New York Jewish Federation Executive, Veteran of IDF Cyber-War Unit 8200

Unit 8200 networking reunion including corporate sponsors

Israel’s notorious cyberwar Unit 8200, a SIGINT branch of the IDF comparable to our NSA, maintains networks of alumni in Israel and the Diaspora, including in New York.  Not only do the Unit veterans produce some of the most ambitious cyber-startups in Israel (some of which, like Payoneer, are exploited in Israel’s cyber-war activities), it also apparently serves as a recruitment venue for the Mossad and Shin Bet.

The New York branch holds regular networking sessions that boast corporate and government sponsors as featured in this screenshot (Qualcomm, Rafael, SanDisk, Verint and Intel).  You’ll note among the sponsors are the “Prime Minister’s office.”  This is a euphemism for the intelligence services (Shin Bet and Mossad), since these agencies, their budget and supervision fall under the PMO.  In other words, not only entrepreneurs, but spies see such meetings as excellent recruitment venues.

A confidential source has told me that Uri Leventer-Roberts, the Israel director of the UJA Federation of New York, who’s responsible for spending $30-million in Israel from New York donors, is a veteran of Unit 8200 (you won’t find that in his bio!).  Leventer-Roberts headed a Unit 8200 networking alumni group in New York for several years when he lived there.  He held annual networking sessions there and in Israel.  One event invitation read:

April 24 2013, Hangar 11, Port of Tel Aviv

The Unit 8200 Veterans Association invites you to the fifth annual event to meet old friends, to renew ties, and to seek business opportunities at this holiday veterans reunion.

Uri Leventer-Roberts, Unit 8200 cyber-war veteran and UJA Federation executive

He continues such efforts from his new perch where he holds the interests of Israel’s cyber-intelligence dear to his heart.  Only in Israel, would it be considered de rigeur, even an honor, to have a philanthropic initiative directed by a military veteran trained to wreak havoc on the cyber-infrastructures of foreign nations.

Before he entered communal service, but after he left military service, Leventer-Roberts was an editor at both Haaretz and Channel 10 news.  That too fits a profile of intelligence veterans who take care of the interests of their former bosses in their new media roles.  He also earned an MA in public policy from Harvard’s Kennedy School.  Do you include such service in your CV when you apply for grad school??

Leventer-Roberts writes here about his goals:

…In the long run…I hope to continue to be a cord that connects different groups whether within Israel or between Israel and abroad–serving and improving Israeli society.

Unit 8200 alumni network logo: the letters Shin, Mem and number two in the design stand for Sherut Modiin 2, one of the earliest names of the unit going back to 1948

There are all sorts of ways to “serve,” aren’t there?  Both when you’re in the army and after you leave.  If he were still serving in the IDF I know what those goals would involve for Israel’s enemies, but do they mean anything different now?  It would nice to think it would.  But we know the powerful network of Israeli cyber-warriors that roam the world using the tools they learned in the army in order to create new civilian and military markets.  We know the Israeli cyber-technology used by U.S. telecoms which can serve as a backdoor for NSA intelligence operations.  We know how intrusive these are here in the U.S. where we ostensibly have constitutional protections.  In Israel, even Bibi Netanyahu has acknowledged that there are no such protections for citizens and no right to privacy, selling this as a plus for Israel’s cyber-security industry.  We know that IDF special forces officers lead U.S. firms like Payoneer, which provided critical financial/logistical help to the al-Mabouh Mossad assassins and perhaps even assisted two of them who returned from the hit via the U.S.

Leventer-Roberts was a senior intelligence officer and then a project manager for Unit 8200’s planning office.  He served in an IDF SIGNIT base called Ofrit, with which regular readers will be familiar.  Ofrit is a base located in occupied East Jerusalem, near the Hebrew University Mt.

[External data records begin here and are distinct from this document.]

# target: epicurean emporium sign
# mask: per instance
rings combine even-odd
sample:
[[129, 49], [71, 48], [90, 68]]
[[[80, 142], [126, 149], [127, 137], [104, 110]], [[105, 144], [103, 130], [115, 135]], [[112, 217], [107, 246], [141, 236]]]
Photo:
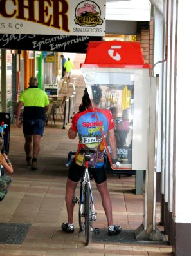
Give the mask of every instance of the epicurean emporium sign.
[[104, 36], [106, 0], [1, 0], [3, 34]]

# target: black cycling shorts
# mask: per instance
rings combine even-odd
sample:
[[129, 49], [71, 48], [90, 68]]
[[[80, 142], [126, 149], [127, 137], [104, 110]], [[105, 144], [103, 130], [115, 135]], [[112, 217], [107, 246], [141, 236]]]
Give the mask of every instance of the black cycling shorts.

Scopus campus.  It monitors all communications traffic in the West Bank and points east.  In addition to Ofrit being a Unit 8200 facility, it serves as home to a secret NSA facility which I’ve written about here after Ronen Bergman initially exposed it (without naming it).  The NSA base serves as a repository for signals transmissions from U.S. satellites located in that sector.  As I said about this in my earlier post, the NSA post is housed in an Israeli base on occupied Palestinian land, a matter that violates declared U.S. policy which refuses to recognize Israeli sovereignty there.

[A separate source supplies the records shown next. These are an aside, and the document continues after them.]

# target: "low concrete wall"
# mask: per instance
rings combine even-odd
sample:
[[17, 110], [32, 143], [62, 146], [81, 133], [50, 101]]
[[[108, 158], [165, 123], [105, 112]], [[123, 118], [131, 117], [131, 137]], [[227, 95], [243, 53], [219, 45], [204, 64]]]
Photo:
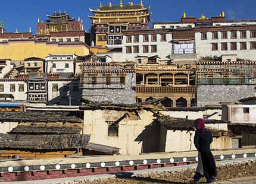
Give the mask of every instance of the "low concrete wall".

Read this seemingly innocent little trifle Leventer-Roberts penned for 972 Magazine during the J14 social justice protests, Rothschild on the Hudson.  In it, he expresses a nostalgic yearning to return with his family from New York to an Israel long-gone-by, in which social status wasn’t measured by material possessions, when a sense of community and family mattered, when people were honest and could survive on an honest day’s work.  Lamenting the disappearance of this Israel is a bit disingenuous for someone like the former IDF intelligence officer, since Unit 8200, of which he is a proud veteran, plays a huge role in the Brave New World of the eternal surveillance state which Israel has become.  H/t to reader Oui for finding this chestnut.